I'm also on the debate on cams or aftermarket pump gear. More than likely, I won't do either, but im really thinking cam since its already apart. The truck runs good as is with the compounds, just needs more fuel.

I need a cam because I want the fuel pump lobe for another idea I'm working on and a bolt on gear and plus since its apart, might as well I guess.
 
If the pump was cooperative, I could do the timing on my 24v in 45 minutes with a dial doing plunger lift. I could remove the #1 line by itself without anything else coming off, which made it nice. Can't do that on my 12v. That being said, I did go to an adjustable pump. Turns that quick job into a 5 minute job, and thats a nice leisurely pace. Obviously, you need a modified front cover to take advantage of it.

24v front cover is identical to the 12v cover. Only difference is what screws into the front. 12v had the oil filler neck, most 24v had the breather and tube, and some had a flat cover that the dealerships would put on when they retrofitted a 12v tappet cover. I ran the stock 24v breather in the front, never had any oil coming out that wasn't before.

If you've never messed with a p-pump before, install the GSK after you get it running. Yes, its harder to install, but its much easier to help sort out the pump when it runs normally before you mess with it.
 
adjustable pump gear is the only way to go. period. Timing can't slip, once you have your baseline you don't have to pull fuel lines or DV's to change timing. You never get paranoid about "what if my timing slipped" when trying to dial in tuning and something isn't right. In my mind it's a no brainer if you've got the cash.
 
Well I did end up ordering a billet tappet cover from JD and he threw in the cam sensor adapter for free!
 
You'll be happy with the adjustable gear. It doesn't really save that much time, but it's nice that won't slip, and that you have the reference points.
 
I have both his billet cover and adjustable gear. It's the only way to go! Like mentioned before, you actually use the key way that's already cut into the shaft, with no chance of slipping. Makes timing changes quick and easy. And with his gear you can also advance or retard timing in 1* increments.
 
And with his gear you can also advance or retard timing in 1* increments.

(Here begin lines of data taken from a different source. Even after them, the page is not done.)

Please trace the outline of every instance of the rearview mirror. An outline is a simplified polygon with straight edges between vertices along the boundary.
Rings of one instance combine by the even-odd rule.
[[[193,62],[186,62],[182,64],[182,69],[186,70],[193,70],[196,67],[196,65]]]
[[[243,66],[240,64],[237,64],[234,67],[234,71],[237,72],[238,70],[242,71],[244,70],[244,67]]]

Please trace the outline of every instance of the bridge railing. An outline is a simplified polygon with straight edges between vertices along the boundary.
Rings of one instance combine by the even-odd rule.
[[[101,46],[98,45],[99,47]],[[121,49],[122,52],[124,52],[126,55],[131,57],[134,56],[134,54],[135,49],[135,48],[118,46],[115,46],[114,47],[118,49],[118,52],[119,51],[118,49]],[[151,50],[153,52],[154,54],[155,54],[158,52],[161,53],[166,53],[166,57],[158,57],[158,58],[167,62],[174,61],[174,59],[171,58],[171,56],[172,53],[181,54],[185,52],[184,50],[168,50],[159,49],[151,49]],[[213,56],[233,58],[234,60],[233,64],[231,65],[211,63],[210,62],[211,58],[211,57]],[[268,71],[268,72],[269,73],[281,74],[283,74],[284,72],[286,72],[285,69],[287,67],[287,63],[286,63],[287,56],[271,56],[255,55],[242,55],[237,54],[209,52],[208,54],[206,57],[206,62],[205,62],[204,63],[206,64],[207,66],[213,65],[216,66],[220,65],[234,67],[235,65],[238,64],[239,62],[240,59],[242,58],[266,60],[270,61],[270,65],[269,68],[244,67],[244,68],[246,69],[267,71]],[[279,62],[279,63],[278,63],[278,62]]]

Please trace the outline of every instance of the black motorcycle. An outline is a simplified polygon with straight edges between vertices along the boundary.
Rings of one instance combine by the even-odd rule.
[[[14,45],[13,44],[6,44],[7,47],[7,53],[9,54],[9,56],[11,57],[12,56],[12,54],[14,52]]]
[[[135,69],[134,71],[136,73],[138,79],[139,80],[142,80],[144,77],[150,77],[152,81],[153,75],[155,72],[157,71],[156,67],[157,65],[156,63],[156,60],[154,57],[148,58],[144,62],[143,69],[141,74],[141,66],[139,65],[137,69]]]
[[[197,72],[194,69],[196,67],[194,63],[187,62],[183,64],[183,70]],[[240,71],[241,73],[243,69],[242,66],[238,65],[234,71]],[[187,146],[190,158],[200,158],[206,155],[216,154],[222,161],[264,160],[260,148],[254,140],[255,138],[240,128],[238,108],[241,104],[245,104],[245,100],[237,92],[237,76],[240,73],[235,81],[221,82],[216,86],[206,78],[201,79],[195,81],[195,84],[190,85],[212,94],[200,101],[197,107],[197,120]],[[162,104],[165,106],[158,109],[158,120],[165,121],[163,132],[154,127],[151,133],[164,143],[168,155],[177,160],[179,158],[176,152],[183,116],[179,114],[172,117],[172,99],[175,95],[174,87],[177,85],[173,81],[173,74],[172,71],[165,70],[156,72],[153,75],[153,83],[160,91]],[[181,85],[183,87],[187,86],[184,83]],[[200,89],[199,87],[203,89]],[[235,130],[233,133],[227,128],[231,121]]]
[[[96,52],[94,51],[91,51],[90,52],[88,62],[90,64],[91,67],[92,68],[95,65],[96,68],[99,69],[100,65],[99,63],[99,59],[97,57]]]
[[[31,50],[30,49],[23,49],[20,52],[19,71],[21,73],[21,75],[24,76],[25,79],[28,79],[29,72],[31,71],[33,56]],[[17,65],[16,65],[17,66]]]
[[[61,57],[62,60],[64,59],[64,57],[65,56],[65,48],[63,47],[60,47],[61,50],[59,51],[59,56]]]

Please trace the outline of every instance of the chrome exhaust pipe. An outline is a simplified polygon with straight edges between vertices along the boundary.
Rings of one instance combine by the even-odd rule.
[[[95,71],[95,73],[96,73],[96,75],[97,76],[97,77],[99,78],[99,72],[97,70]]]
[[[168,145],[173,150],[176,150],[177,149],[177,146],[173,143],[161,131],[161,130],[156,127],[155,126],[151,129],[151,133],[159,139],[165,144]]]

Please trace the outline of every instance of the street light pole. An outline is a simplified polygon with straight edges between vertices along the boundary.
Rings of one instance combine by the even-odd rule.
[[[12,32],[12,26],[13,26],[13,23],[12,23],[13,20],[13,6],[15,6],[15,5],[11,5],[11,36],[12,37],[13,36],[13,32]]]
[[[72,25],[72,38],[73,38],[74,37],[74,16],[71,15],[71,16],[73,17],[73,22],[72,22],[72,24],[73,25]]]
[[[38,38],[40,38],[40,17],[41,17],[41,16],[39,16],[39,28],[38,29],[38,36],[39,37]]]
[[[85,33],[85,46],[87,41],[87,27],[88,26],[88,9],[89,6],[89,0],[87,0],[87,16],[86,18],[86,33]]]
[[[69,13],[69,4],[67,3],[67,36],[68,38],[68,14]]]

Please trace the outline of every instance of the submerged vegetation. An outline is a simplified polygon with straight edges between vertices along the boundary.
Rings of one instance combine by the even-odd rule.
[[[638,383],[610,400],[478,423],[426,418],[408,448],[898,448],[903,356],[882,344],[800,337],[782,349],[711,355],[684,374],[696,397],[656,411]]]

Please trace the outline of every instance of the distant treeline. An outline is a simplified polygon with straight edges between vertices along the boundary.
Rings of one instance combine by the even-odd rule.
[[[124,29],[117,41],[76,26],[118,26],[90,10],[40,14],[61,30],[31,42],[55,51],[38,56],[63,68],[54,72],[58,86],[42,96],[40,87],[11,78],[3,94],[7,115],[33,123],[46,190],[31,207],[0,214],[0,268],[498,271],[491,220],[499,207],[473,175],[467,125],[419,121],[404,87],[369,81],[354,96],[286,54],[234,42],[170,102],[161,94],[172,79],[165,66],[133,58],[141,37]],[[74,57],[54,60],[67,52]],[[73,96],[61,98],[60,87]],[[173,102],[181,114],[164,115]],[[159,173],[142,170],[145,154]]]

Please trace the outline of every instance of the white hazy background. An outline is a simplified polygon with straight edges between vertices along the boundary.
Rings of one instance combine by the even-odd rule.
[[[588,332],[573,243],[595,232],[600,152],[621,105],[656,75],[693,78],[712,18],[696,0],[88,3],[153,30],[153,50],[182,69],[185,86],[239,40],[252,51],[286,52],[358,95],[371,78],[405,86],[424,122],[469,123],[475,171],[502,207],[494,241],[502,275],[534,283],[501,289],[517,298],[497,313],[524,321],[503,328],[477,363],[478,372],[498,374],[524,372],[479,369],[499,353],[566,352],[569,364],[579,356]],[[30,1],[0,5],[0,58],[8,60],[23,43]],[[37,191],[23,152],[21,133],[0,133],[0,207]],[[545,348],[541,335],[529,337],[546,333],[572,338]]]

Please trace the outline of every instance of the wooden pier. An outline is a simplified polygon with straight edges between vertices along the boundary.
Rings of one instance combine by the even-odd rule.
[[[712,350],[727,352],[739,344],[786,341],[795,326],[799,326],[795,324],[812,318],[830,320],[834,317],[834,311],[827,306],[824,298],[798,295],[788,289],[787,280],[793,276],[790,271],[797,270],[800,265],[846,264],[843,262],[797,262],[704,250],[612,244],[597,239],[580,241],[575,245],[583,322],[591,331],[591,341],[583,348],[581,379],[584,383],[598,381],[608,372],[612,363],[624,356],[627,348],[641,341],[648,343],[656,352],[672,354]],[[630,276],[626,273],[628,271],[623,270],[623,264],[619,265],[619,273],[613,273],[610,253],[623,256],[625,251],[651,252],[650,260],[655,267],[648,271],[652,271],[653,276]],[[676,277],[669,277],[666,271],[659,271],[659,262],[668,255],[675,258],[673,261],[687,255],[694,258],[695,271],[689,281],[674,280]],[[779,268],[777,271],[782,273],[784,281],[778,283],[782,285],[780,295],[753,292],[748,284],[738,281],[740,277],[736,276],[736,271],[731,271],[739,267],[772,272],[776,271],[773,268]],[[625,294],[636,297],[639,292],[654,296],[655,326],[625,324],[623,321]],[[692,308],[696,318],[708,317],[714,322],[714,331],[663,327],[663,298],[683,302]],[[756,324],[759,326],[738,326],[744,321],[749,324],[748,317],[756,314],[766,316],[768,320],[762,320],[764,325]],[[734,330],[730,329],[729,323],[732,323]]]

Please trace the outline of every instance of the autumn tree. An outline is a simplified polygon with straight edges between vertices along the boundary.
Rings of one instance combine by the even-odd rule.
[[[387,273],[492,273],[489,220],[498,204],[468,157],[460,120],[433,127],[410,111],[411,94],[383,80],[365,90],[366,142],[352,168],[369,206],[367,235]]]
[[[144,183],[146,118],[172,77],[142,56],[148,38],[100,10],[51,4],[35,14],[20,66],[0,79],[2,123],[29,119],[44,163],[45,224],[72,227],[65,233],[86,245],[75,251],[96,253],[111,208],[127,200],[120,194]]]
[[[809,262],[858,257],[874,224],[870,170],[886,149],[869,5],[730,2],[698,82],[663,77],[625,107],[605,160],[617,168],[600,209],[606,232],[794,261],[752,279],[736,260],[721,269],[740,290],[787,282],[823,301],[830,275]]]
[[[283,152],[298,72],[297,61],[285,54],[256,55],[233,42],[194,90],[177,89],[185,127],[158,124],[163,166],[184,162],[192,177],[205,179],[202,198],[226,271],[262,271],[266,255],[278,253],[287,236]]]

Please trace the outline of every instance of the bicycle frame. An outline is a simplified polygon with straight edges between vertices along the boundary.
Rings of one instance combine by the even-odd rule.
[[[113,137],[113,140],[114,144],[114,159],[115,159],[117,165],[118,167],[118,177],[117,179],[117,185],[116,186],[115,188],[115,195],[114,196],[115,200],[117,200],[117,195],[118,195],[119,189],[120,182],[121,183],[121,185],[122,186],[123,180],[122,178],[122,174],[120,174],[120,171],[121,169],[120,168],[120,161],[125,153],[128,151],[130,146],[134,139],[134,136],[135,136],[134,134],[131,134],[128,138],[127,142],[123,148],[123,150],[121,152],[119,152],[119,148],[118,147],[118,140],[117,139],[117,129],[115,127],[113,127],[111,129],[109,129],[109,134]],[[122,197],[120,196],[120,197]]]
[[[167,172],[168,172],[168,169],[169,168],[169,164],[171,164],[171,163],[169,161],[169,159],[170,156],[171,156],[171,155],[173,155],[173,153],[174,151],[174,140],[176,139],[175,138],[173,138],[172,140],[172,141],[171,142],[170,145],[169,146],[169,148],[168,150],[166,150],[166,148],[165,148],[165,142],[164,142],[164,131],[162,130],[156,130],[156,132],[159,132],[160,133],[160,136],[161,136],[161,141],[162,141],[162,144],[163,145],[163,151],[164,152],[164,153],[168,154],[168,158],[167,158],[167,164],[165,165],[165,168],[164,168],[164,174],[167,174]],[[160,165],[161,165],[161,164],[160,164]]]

His website says 2* increments.

I definitely like the idea of an adjustable gear for the reasons listed and will probably get one when I do my timing. I won't change my timing that much, but I like knowing it won't slip.
 
Each hole is 2 degrees but you can adjust in 1 degree increments if needed. I have plenty in stock for anyone needing one.
 
I'm need to source the threaded bushing to bush the holes for the throttle bracket down to the appropriate bolt size. Also need the bolts to bolt on the throttle bracket and a 12v throttle cable. Best place to source these? Snedge? Might also end up need a few other little throttle pieces once I get it on. The local cummins guys suck.
 
Cummins told me they could not order any throttle pieces because they were dodge parts. I got a new rod and ends from dodge so they might have what you need
 
Try this

I'm need to source the threaded bushing to bush the holes for the throttle bracket down to the appropriate bolt size. Also need the bolts to bolt on the throttle bracket and a 12v throttle cable. Best place to source these? Snedge? Might also end up need a few other little throttle pieces once I get it on. The local cummins guys suck.

Cummins guys do suck sometimes. I know of one that tries not to. :)

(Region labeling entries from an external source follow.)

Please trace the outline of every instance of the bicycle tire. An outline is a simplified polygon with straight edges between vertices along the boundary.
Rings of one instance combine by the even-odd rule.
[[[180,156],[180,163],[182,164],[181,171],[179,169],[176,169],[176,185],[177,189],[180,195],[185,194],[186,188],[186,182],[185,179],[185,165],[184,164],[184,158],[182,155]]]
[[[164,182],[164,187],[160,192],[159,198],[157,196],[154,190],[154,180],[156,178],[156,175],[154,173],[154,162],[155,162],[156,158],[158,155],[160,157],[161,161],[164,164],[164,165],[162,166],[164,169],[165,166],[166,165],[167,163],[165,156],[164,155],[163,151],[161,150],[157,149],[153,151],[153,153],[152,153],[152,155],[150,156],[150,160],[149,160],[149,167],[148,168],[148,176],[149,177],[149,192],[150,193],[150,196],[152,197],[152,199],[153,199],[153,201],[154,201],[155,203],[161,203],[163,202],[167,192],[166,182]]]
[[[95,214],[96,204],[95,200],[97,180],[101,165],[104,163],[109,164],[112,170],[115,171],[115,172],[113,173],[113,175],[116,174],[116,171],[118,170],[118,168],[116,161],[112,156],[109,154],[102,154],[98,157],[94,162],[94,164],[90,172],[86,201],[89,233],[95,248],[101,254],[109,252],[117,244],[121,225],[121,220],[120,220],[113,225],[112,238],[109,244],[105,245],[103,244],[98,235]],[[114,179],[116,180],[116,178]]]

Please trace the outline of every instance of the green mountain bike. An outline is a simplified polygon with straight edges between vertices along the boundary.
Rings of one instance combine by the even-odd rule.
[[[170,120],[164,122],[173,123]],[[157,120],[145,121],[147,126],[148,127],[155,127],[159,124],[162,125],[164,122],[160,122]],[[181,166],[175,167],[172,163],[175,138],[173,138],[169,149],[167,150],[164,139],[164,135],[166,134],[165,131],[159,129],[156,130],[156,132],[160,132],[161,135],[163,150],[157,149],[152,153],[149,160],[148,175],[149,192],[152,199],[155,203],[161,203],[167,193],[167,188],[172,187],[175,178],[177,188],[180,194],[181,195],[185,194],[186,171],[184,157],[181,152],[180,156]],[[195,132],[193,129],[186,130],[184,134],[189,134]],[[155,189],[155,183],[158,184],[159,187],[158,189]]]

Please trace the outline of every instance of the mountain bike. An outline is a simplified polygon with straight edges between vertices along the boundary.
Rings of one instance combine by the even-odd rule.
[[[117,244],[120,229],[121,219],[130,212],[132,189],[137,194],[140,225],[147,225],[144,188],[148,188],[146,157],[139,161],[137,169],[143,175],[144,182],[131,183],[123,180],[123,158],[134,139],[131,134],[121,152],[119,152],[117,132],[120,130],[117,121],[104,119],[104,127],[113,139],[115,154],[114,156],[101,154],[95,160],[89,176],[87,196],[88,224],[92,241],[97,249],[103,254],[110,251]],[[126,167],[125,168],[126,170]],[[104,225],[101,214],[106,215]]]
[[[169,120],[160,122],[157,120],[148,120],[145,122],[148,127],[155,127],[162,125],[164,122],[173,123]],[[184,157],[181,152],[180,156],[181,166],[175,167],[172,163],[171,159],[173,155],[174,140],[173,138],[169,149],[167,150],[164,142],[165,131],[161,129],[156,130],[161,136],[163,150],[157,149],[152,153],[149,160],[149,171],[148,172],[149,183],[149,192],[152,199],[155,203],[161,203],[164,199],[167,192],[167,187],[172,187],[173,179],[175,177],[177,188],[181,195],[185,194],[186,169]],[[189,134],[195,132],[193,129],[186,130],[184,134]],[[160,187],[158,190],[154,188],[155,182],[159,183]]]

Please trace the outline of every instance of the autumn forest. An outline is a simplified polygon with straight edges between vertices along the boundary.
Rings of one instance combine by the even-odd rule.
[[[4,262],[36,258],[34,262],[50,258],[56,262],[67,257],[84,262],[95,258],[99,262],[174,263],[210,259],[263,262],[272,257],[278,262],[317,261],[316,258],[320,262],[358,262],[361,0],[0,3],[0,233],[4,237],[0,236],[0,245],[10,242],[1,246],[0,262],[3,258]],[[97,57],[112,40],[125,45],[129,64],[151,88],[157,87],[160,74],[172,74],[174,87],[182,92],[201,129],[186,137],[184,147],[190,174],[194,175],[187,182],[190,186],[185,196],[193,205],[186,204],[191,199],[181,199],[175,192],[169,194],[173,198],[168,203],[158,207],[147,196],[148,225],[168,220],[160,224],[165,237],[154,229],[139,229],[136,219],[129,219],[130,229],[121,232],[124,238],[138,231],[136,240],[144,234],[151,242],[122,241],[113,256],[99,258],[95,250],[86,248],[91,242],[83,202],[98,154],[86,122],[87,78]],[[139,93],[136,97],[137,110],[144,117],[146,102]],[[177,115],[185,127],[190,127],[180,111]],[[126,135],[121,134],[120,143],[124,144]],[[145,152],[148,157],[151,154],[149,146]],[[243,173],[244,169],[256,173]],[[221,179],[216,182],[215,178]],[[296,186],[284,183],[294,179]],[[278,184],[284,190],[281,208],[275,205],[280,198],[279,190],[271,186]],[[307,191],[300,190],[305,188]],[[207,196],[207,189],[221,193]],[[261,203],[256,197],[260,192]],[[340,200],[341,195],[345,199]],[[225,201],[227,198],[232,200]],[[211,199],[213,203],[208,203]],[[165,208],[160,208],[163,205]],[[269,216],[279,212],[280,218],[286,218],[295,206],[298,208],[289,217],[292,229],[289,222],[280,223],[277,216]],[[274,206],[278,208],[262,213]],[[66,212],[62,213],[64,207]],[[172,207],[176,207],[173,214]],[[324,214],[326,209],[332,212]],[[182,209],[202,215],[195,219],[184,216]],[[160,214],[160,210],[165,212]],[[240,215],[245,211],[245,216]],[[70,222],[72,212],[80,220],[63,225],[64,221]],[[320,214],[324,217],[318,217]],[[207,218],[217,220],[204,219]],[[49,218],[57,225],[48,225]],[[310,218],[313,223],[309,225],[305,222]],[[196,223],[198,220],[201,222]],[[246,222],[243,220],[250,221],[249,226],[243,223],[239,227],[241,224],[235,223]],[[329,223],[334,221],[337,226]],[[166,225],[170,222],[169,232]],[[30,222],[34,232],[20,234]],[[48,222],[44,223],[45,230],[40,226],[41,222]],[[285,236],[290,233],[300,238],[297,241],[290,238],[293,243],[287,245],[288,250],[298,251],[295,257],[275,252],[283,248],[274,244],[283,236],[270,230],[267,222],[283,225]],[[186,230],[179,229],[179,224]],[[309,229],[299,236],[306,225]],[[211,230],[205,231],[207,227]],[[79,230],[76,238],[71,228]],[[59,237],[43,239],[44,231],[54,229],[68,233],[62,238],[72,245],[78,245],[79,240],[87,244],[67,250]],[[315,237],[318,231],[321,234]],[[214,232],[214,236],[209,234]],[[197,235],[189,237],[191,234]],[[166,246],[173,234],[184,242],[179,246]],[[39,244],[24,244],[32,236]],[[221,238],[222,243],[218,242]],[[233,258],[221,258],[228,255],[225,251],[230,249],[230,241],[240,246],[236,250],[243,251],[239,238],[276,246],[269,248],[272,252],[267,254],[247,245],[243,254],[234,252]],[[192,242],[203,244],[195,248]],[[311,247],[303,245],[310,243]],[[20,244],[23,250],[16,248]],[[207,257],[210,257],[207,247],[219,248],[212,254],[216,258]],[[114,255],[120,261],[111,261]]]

Give the guys that suck part numbers. Maybe they won't suck ???

Here is a list I have from days of old.

P7100 conversion less pump and injection lines.

Pump mounting

3969698 seal
3923083 oil line for pump supply
3933291 T fitting
3931382 pump drive gear
3920921 nut
3920922 washer
4003580 bracket
3927646 bracket
3901445 bolt
3913366 bolt (2)
3900630 bolt (2)
3937123 stud (4)
3902662 nut (4)

Gear housing

3936256 gear housing
3918673 cover gsk
3938156 housing to block gsk
3937111 crank seal
3008400 Vac pump mnt gsk

Linkage

3922317 rod
3931559 bracket assembly
3900629 bolt (3)
3931527 lever gov.
3093946 nut
3990112
3932222 bolt (2)
3933130 spring
3925377 spring
3931510 spring

There. Don't say I never gave you anything.